If interested, we have a video that shows one example of a teacher leading the students through the process of introducing the big idea to choosing a challenge: https://sites.google.com/site/ceemscbl/.

## Irene Lee

FacilitatorResearch Scientist

That’s a great example of modification of a curriculum to give students agency. Could you tell us more about the 5 engr. units that are covered over the 2 years?

## Julie Steimle

Lead PresenterProgram Director, CEEMS

The five engineering projects are unique to each teacher. The teachers choose the academic content and standards they want to cover in each unit and choose the big idea, hook, and engineering challenge they feel will both engage students and help them master the content. You can browse some of the units created by our teachers in our searchable database: http://tinyurl.com/CEEMSunitsearch. There are some “repeats” as the first time teachers develop and implement an engineering design unit, they are encouraged to modify another teacher’s unit to fit their curriculum. For example, one teacher developed a unit where students designed and tested earthquake resistant structures on a shake table based on middle school earth science content. A middle school math teacher modified the unit to address the concept of the Pythagorean Theorem as it relates to stability in buildings.

## Evan Korth

FacilitatorClinical Professor

It is great that you are in so many different types of schools. Are you finding differences between them? Which schools seem to have the most promise with your approach?

## Julie Steimle

Lead PresenterProgram Director, CEEMS

Evan, we have had the most success in schools where several teachers have participated in CEEMS. It helps when they can collaborate with others right in their buildings. A few of our participating middle schools practice team teaching, which means that the same group of students have the same language arts, math, science, and social studies teachers. In those buildings the math and science teachers have been able to collaborate and “team teach” engineering design units with the math teacher focusing on the math content and the science teacher focusing on the science content.
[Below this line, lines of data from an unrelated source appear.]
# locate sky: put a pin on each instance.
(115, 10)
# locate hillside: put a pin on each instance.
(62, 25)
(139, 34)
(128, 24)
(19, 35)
However, generally speaking, the remote rural schools have appreciated CEEMS the most. I think this is partially due to the fact that they do not have many other outside partnerships due to the distance from universities and businesses. We wrote a paper about our impact in rural schools that will be presented at the upcoming ASEE Conference.

## Jim Boyd

CEEMS seems like a great way get kids to engage in STEM. Thanks for all the great information in the comments too!

Is there any sort of followup process or training for teachers who have been through the program? It sounds like they are able to track progress of their students. Is there formalized tools they use for that, or just personal assessment of students?

## Julie Steimle

Lead PresenterProgram Director, CEEMS

Jim, that is a great question. Unfortunately, we do not track the students’ progress beyond their participation in the program. However, we do follow the teachers and survey them to see if they are still following the pedagogies they learned through CEEMS.

Further posting is closed as the showcase has ended.